Was Russell Wilson Underpaid?

02 Feb 2019

Project Goal

Predicting NFL Player Salary Based on Early Career Perfomance

Introduction

This project was completed during my third week at Metis data science bootcamp. Based on the curriculum, the focus of this project were web-scraping and linear regression models. Unlike the first project, this one was completed individually, i.e., I had the opportunity to determine the scope of the project and to design a way to collect-, clean-, and analyze the data. To this end, I decided to focus my work on NFL analytics.

Having recently moved to Seattle (for the bootcamp), it was the perfect time for me to see the lives of Seattelites through the eyes of their beloved football team, the Seahawks. This team has demonstrated their field-dominance in recent years, as they achieved a Super Bowl victory (in 2013) with their quarterback, Russell Wilson. Wilson’s rise-to-fame story is a perfect example of the moneyball success. As the 75th-pick overall (3rd round), Wilson was drafted by the Seahawks and was signed to a 4-year contract deal that was worth $2.9 million. With less than 1 million annual salary, he took the Seahawks to Super Bowl twice, brought home the Lombardi once, and broke several franchise records. During this period, many (including myself) contended that Russell Wilson deserved higher salary. However, were there any data that support this intuition? In other words, compared to his peers, was Russell Wilson really underpaid during his early NFL career?

In my attempt to answer this question, I wanted to find the value of a player with respect to their early NFL career performance

Project Description and Approach

Each player that is drafted into the NFL typically gets a 4-year contract deal (1st-round players get a 5th year option). Under this contract, a player is unable to renegotiate his salary, even if he excels beyond the franchise’s expectations. Given a set of performance measures, what would be the “market value” ($$$) of a player, e.g., on their 4th year?

Data Acquisition

The scope of my project was limited to 3 types of offensive positions: quarterbacks (QB), running backs (RB), and wide receivers (WR). My approach in assessing players’ early career performance was to collect data that describe their (1) draft worthiness, (2) their first four years of performance stats, (3) and their 4th year salary. These data were webscraped using beautifulsoup and selenium from pro-football-reference and spotrac. The gruesome details of webscraping and preprocessing are described elsewhere, and the codes are available in my repo. Briefly,

Draft worthiness - represent players’ physique info and NFL combine results. I chose to use these features, to build upon similar studies by others (ref-1, ref-2). The data include players’ name, draft status, draft round, weight, height, and 40-yard dash record (other results were excluded due to missing values). My analysis was limited to players entering the NFL between 2000 and 2014 (Pro-football-reference.com only has records for rookies that enter the league in year 2000 and later).
Four years of performance measures - represent position-specific yards (Yds) and touchdowns (TD) accumulated by each player within the first 4 years of his career. Web-scraping and preparing the datasets were very time-consuming. For a given rookie QB that entered the NFL in 2012, the total passing Yds and TDs for each of the 4 years were scraped from different pages (see Figure 1). Additionally, these stats had to also be collected for each the 3 different positions. Passing, rushing and receiving Yds (or TD) were extracted for QB, RB, and WR, respectively.

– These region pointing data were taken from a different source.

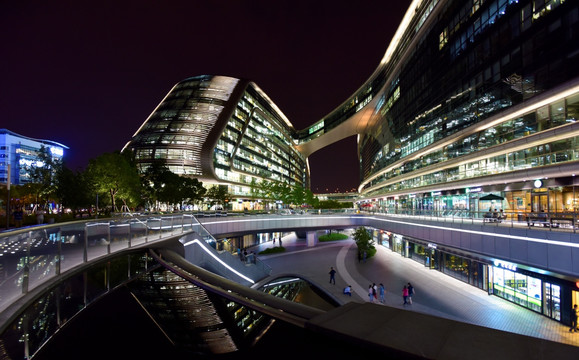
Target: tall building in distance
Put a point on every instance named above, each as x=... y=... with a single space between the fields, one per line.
x=472 y=97
x=474 y=107
x=19 y=153
x=221 y=130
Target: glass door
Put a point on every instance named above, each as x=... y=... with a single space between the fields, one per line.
x=552 y=305
x=540 y=203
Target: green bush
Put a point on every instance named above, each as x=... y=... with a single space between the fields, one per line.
x=332 y=237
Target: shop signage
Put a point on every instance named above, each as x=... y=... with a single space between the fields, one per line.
x=477 y=189
x=505 y=265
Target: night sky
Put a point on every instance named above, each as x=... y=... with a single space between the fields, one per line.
x=88 y=76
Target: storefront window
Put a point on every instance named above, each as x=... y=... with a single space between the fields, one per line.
x=456 y=267
x=552 y=301
x=519 y=288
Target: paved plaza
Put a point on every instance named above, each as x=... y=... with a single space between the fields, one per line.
x=436 y=293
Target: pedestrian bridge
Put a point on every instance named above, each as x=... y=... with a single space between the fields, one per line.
x=45 y=267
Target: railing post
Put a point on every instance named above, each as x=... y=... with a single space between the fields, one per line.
x=109 y=238
x=130 y=232
x=146 y=230
x=58 y=252
x=26 y=272
x=85 y=250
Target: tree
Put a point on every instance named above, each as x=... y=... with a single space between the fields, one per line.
x=218 y=195
x=364 y=242
x=117 y=176
x=73 y=190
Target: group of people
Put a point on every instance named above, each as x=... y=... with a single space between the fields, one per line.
x=376 y=293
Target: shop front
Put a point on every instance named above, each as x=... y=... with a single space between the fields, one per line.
x=548 y=295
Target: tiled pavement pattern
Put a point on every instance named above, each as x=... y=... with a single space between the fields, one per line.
x=436 y=294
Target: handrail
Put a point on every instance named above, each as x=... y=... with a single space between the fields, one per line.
x=286 y=310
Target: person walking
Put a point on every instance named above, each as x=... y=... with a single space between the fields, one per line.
x=332 y=276
x=381 y=291
x=574 y=314
x=410 y=293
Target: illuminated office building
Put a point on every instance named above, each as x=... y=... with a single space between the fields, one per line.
x=21 y=153
x=221 y=130
x=473 y=98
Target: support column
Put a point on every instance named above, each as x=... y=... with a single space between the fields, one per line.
x=311 y=238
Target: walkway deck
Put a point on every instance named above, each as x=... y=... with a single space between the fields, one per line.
x=436 y=294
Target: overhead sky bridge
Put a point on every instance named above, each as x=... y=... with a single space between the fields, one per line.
x=53 y=272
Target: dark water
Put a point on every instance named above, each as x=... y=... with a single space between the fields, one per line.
x=117 y=328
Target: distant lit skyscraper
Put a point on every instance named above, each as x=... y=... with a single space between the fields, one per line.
x=21 y=152
x=221 y=130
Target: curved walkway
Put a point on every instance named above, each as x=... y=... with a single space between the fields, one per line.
x=436 y=294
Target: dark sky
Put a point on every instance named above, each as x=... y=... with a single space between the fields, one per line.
x=87 y=76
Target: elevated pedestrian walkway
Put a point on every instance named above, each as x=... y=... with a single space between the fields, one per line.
x=448 y=318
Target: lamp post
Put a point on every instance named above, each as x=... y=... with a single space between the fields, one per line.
x=8 y=199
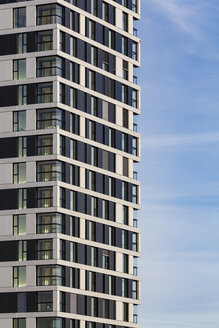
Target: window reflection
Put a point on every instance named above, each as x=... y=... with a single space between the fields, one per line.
x=50 y=223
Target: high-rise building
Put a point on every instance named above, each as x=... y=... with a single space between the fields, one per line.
x=69 y=194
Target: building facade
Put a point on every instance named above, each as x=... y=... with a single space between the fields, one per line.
x=69 y=193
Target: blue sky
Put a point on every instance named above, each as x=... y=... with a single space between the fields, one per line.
x=179 y=171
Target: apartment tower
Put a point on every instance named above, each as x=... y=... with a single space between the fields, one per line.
x=69 y=194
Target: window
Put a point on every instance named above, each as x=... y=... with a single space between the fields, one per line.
x=73 y=46
x=125 y=71
x=44 y=249
x=73 y=149
x=112 y=236
x=134 y=289
x=125 y=263
x=105 y=11
x=125 y=239
x=74 y=226
x=50 y=171
x=94 y=206
x=125 y=22
x=135 y=218
x=94 y=306
x=91 y=133
x=50 y=322
x=73 y=98
x=105 y=259
x=91 y=281
x=135 y=266
x=134 y=51
x=134 y=98
x=52 y=275
x=112 y=187
x=94 y=106
x=50 y=14
x=22 y=250
x=112 y=88
x=74 y=72
x=124 y=142
x=19 y=173
x=91 y=29
x=112 y=38
x=19 y=276
x=112 y=137
x=94 y=256
x=125 y=215
x=125 y=312
x=124 y=287
x=19 y=120
x=75 y=21
x=22 y=146
x=91 y=230
x=94 y=7
x=112 y=285
x=134 y=194
x=124 y=46
x=50 y=223
x=105 y=309
x=105 y=61
x=105 y=110
x=125 y=94
x=44 y=93
x=135 y=313
x=134 y=6
x=94 y=156
x=50 y=118
x=22 y=199
x=94 y=56
x=73 y=200
x=91 y=180
x=50 y=66
x=125 y=3
x=124 y=190
x=21 y=43
x=125 y=166
x=19 y=323
x=62 y=41
x=105 y=209
x=134 y=242
x=44 y=301
x=91 y=80
x=44 y=197
x=19 y=69
x=62 y=93
x=125 y=117
x=19 y=17
x=73 y=252
x=22 y=95
x=44 y=40
x=134 y=146
x=19 y=224
x=44 y=145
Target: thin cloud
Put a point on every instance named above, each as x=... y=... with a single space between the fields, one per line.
x=180 y=140
x=185 y=16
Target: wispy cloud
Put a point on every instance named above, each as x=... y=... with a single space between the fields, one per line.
x=180 y=140
x=185 y=15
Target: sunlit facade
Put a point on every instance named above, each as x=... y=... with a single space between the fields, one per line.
x=69 y=194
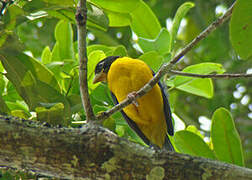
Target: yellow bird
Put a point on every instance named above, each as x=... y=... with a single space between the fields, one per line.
x=150 y=115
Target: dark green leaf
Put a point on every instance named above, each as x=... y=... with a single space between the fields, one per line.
x=120 y=6
x=153 y=59
x=241 y=28
x=54 y=115
x=97 y=18
x=180 y=14
x=64 y=38
x=117 y=19
x=33 y=81
x=160 y=44
x=225 y=138
x=46 y=55
x=190 y=143
x=198 y=86
x=4 y=108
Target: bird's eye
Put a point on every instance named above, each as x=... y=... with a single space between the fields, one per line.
x=99 y=68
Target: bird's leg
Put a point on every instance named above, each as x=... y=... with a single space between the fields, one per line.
x=131 y=96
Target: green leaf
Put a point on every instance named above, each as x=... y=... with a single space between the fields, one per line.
x=108 y=50
x=120 y=51
x=241 y=28
x=32 y=80
x=194 y=130
x=120 y=6
x=117 y=19
x=64 y=38
x=225 y=138
x=144 y=22
x=4 y=108
x=160 y=44
x=190 y=143
x=20 y=114
x=153 y=59
x=198 y=86
x=12 y=17
x=33 y=6
x=93 y=58
x=180 y=14
x=46 y=55
x=63 y=14
x=54 y=115
x=97 y=18
x=201 y=68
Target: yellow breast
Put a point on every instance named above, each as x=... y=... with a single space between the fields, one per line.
x=128 y=75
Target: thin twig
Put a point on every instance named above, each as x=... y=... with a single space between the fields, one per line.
x=81 y=18
x=165 y=68
x=180 y=73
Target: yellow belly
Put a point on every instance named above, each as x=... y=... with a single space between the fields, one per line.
x=129 y=75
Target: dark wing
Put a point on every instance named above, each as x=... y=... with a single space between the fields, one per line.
x=167 y=110
x=131 y=123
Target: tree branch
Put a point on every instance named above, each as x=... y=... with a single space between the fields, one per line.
x=180 y=73
x=165 y=68
x=81 y=18
x=93 y=152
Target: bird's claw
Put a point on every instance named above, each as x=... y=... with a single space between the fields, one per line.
x=132 y=96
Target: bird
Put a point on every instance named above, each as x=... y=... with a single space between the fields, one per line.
x=150 y=115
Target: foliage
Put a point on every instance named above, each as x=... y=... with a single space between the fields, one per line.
x=39 y=66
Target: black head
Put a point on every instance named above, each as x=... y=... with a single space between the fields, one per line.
x=102 y=68
x=105 y=64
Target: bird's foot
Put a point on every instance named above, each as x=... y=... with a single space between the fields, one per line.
x=132 y=96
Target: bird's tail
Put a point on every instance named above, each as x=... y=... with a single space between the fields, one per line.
x=168 y=145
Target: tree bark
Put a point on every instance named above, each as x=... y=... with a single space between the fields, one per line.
x=93 y=152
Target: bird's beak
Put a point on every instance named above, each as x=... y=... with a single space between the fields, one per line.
x=100 y=77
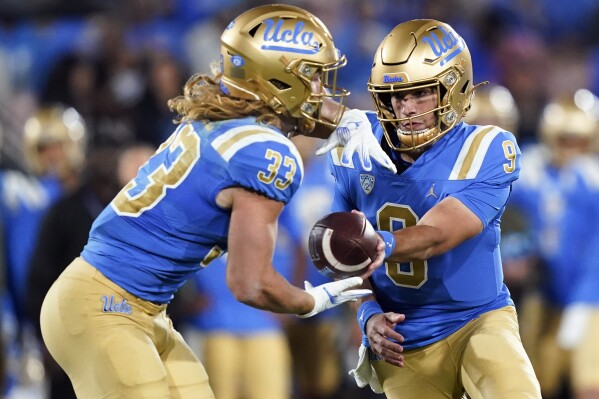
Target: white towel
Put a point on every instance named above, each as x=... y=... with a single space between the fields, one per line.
x=364 y=373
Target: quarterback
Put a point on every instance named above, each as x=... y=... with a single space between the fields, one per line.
x=440 y=322
x=218 y=184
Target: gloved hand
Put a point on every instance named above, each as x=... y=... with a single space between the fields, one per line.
x=332 y=294
x=354 y=133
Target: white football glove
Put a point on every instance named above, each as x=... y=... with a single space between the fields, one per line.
x=332 y=294
x=354 y=133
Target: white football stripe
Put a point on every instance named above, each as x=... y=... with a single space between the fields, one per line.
x=328 y=255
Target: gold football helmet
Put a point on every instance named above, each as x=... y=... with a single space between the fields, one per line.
x=50 y=126
x=494 y=105
x=418 y=54
x=274 y=53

Figure 1. Workflow of data acquisition. Inset illustrates data collection required for a single class of rookie QB entering the NFL in 2012.
The 4th year base salary of each player - was used as the target value for my model (see Figure 1). I chose to use this 4th-year information, so that I could target “active” players (i.e., those still playing in NFL at their 4th-year) like Russell Wilson. I collected players’ salaries over the 15-year period of 2003-2015. I also recalculated each year’s salary using the annual inflation rate, to reflect a value that is relevant today, 2018.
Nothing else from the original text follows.